= Mitumba chimpanzee community =

Community of wild eastern chimpanzees

The Mitumba chimpanzee community is a group of wild eastern chimpanzees that inhabit a 10-kilometre-square area of the Gombe Stream National Park, near Lake Tanganyika in Tanzania. This community borders the well-known Kasekela community of chimpanzees. The Mitumba community became well-known following the migration in 1996 of the female chimpanzee Flossi from the Kasekela community, becoming the first identified female chimpanzee to migrate from her natal group. In 2010 the community numbered 25 members. Mitumba males have occasionally been killed by males of the Kasekela community.
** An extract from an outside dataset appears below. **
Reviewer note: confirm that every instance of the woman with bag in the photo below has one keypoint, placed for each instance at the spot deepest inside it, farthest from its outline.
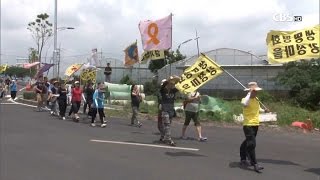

The Mitumba community's range and size has declined since the 1970s largely as a result of competition with the Kasekela community and due to habitat destruction. Rivalry with Kasekela community in the 1990s and 2000s resulted in several Mitumba chimps being killed by Kasekela males, including the infants Rejea and Andromeda and most likely the adult male Rusambo. During this rivalry, Mitumba males killed the Kasekela adult female Patti.

==F-family==
This family group originates from the Kasekela community which was part of the pioneering study by primatologist Dr. Jane Goodall, and the family line continues with Flossi's integration into the Mitumba community in 1996. Her younger sister Flirt later integrated into the Mitumba community in 2013.

===Flossi===
Flossi (born February 8, 1985) is in the Kasekela community and is Fifi's second oldest daughter. Flossi has given birth to four offspring, the males Forest (1997–) and Fansi (2001–) and females Flower (2005–) and Falidi (2009–). As of 2010, she was one of the two highest-ranking females in the community.
Although males are perceived as the more aggressive sex in chimpanzees, studies at Gombe have revealed there is substantial aggressive interactions among females with each other. One of two contexts for female-female aggressive encounters in Gombe is the immigration of females into new communities upon reaching sexual maturity. Although Flossi successfully integrated into the Mitumba community, she has shown to be unwelcoming to new female arrivals, as in the case of Kasekela female, Schweini, who attempted to join Mitumba in 2004, only to experience brutal attacks by high-ranking Flossi and the other resident females.

===Flirt===
Flirt (b. July 1998) is Fifi's youngest surviving daughter. Her father was Kris, who would later become alpha male of the troop. She was a large baby and grew rapidly. This probably allowed her to survive when her mother died before she was seven years old. Although she spent a few lonely months after Fifi's death, she would begin to travel with her brothers. The documentary Chimpanzee Family Fortunes ends with Flirt finding solace after months of loneliness by being groomed by eldest brother Freud. She followed in the footsteps of her sister Flossi in eventually emigrating to this community.

==Edgar==
Edgar (born 1989) joined with Rudi to kill Vincent (who was the alpha male of the Mitumba community and the only male to survive the 2004 epidemic). Edgar and Rudi battled with each other for alpha status; Edgar won in early 2005. Edgar has since then been the "alpha male," although there are only two males. He had a younger brother, Eboney, who may have been killed by Rudi during the struggle for alpha status, and a younger sister named Eden.